António Lobo Antunes repeated for years a phrase that many have interpreted as a provocation or a gesture of vanity: “No one writes like me.” As time has passed, however, that statement has come to seem less like a boutade than a simple observation. His work, built over more than four decades, has profoundly transformed contemporary Portuguese narrative. There is, without a doubt, a Lobo Antunes style: a writing that fractures the traditional narrative, multiplies voices and turns time into a circular space where memory, consciousness and experience coexist without hierarchies. His novels go beyond the limits of the genre and create a unique literary territory.
Paradoxically, this writer who enjoys extraordinary recognition abroad has always been an uncomfortable figure in his own country. Lobo Antunes never hid his opinions on Portuguese literature or on Portugal itself, and his frankness – often harsh and even hostile – has made him a presence that is difficult to digest for the cultural milieu. For years, Portuguese critics (and especially academic critics) have had serious difficulties separating the work from the character, and his public figure (“since Camões there has been nothing interesting in Portuguese literature… until me”) has definitively conditioned the reception of his books.
The fundamental themes it addresses make up an unmistakable territory. Firstly, Portugal and its colonial war, transformed into an open wound and constant delirium. In its pages, the war appears as a ghostly space of dehumanization and traumatic memory that marks the individual and collective destiny of the Portuguese. In parallel, Lobo Antunes has turned illness – physical or mental – into a metaphor for time, human fragility and the persistence of memory. Added to these themes is a constant attention to injustice and forgotten lives: the defeated, the marginalized, those who inhabit the margins of history. But I want to believe that the deepest key to his work is its poetic dimension. Although presented as novels, many of his books can be read as immense prose poems of hundreds of pages. His writing is constructed through images, ellipses, repetitions and lyrical associations that drag the reader into a verbal current of enormous emotional intensity.
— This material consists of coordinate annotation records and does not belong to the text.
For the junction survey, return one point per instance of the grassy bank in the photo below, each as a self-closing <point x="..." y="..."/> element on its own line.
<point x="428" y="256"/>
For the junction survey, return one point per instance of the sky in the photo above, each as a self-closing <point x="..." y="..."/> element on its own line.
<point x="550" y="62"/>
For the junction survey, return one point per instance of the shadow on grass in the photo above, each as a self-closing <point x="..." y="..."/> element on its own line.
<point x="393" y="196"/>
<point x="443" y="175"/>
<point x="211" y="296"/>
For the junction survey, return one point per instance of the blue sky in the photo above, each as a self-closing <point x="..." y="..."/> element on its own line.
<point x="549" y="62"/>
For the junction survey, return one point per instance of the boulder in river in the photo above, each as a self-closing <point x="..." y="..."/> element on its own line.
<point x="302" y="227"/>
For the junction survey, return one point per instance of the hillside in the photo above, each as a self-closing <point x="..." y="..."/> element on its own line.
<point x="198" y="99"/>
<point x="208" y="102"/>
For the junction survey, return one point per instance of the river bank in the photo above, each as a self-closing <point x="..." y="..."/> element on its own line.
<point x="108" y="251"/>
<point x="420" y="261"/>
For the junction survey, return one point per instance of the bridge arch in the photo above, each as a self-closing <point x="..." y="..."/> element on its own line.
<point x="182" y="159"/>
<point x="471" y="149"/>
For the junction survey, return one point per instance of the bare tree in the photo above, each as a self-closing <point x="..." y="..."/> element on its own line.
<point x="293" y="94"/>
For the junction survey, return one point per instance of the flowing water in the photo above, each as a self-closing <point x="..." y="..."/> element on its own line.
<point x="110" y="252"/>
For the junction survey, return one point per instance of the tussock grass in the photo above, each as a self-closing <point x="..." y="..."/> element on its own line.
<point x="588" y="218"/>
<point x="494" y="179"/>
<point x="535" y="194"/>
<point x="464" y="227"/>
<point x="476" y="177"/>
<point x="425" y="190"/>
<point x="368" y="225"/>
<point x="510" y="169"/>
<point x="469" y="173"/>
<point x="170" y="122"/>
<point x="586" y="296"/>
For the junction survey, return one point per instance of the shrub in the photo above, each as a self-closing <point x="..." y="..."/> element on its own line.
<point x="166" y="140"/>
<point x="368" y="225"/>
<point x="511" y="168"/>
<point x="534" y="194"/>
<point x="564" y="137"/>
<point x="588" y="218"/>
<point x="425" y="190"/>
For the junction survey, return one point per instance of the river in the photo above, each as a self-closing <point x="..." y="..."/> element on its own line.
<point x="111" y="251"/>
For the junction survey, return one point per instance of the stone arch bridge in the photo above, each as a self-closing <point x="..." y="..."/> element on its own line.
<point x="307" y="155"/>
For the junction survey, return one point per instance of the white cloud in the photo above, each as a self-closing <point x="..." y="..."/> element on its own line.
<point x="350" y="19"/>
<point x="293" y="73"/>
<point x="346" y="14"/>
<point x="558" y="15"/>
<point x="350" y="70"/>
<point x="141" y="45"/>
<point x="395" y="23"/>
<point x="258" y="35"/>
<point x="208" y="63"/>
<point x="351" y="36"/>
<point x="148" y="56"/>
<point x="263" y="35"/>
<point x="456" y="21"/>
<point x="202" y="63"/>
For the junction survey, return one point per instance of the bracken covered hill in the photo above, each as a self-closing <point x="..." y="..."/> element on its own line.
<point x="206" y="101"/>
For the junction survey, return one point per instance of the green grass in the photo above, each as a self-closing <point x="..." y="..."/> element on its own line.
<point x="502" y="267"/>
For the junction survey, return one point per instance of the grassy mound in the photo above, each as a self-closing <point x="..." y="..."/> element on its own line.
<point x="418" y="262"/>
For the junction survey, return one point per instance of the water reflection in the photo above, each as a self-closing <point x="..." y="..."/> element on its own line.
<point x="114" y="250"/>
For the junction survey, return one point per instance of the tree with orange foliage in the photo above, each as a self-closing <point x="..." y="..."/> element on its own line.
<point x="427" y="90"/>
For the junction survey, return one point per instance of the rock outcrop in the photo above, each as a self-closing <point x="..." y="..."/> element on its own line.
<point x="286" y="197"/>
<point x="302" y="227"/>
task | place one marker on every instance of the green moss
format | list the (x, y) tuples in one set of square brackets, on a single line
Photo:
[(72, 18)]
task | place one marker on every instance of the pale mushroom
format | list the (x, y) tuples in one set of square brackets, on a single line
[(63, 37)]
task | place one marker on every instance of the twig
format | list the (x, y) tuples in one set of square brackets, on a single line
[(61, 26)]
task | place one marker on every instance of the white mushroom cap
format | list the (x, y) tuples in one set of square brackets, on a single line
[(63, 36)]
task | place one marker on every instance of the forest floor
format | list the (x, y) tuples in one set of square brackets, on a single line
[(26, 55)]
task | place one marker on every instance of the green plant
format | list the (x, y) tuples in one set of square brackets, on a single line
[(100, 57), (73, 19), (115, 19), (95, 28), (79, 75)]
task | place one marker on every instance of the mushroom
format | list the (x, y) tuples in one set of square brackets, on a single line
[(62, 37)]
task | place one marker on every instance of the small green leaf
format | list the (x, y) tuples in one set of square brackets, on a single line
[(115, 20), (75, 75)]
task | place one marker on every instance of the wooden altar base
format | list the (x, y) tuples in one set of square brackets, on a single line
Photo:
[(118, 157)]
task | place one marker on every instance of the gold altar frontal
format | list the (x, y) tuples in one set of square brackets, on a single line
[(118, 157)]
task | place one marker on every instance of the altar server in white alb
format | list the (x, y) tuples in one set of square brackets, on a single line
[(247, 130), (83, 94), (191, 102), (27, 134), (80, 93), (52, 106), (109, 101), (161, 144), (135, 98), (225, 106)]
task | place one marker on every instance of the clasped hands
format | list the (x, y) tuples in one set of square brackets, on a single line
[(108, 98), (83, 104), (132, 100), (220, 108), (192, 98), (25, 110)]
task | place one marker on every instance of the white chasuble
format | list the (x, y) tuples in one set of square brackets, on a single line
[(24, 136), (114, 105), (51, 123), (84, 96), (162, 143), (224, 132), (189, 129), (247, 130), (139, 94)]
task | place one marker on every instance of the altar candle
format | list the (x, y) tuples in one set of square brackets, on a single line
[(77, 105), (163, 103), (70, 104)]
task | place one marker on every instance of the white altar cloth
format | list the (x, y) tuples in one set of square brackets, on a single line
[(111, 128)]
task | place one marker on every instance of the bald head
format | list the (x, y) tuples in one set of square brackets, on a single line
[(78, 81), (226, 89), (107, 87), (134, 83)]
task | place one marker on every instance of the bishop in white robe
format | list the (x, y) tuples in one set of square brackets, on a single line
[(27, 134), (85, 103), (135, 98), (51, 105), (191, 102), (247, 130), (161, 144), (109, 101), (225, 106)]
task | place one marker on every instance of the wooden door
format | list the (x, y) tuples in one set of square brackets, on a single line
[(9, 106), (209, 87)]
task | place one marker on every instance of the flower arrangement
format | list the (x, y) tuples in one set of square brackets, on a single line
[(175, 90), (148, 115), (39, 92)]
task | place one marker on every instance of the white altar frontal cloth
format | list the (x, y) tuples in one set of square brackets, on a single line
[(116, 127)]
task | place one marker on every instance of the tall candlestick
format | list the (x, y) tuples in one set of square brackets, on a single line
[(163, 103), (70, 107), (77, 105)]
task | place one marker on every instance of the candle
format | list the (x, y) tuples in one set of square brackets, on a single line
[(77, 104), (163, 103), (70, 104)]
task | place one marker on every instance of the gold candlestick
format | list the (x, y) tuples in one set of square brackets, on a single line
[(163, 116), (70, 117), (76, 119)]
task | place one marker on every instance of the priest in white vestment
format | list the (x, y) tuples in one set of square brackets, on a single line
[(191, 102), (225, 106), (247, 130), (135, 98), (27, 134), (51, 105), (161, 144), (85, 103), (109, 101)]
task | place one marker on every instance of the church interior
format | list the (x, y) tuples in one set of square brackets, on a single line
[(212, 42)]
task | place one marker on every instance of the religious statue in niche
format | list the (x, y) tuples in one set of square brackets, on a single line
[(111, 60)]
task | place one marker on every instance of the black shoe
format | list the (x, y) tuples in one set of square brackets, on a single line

Since 2011 I have had the privilege of translating his work into Spanish. Translating Lobo Antunes is entering that same torrent of language, listening to the voices that intersect in its pages and trying to reproduce his music in another language. I confess here that no other author has taken me so many times, while translating it, to a state of strange, almost dreamlike emotion, on the verge of tears. Because in the literature of António Lobo Antunes there is something that goes beyond the refined technique or the unmistakable style: a human intensity, with its virtues and its miseries, that crosses the page and reaches the reader in a direct, visceral way. Perhaps that is why the phrase that for years was interpreted as arrogance has ended up acquiring the weight of evidence. Nobody has written like António Lobo Antunes.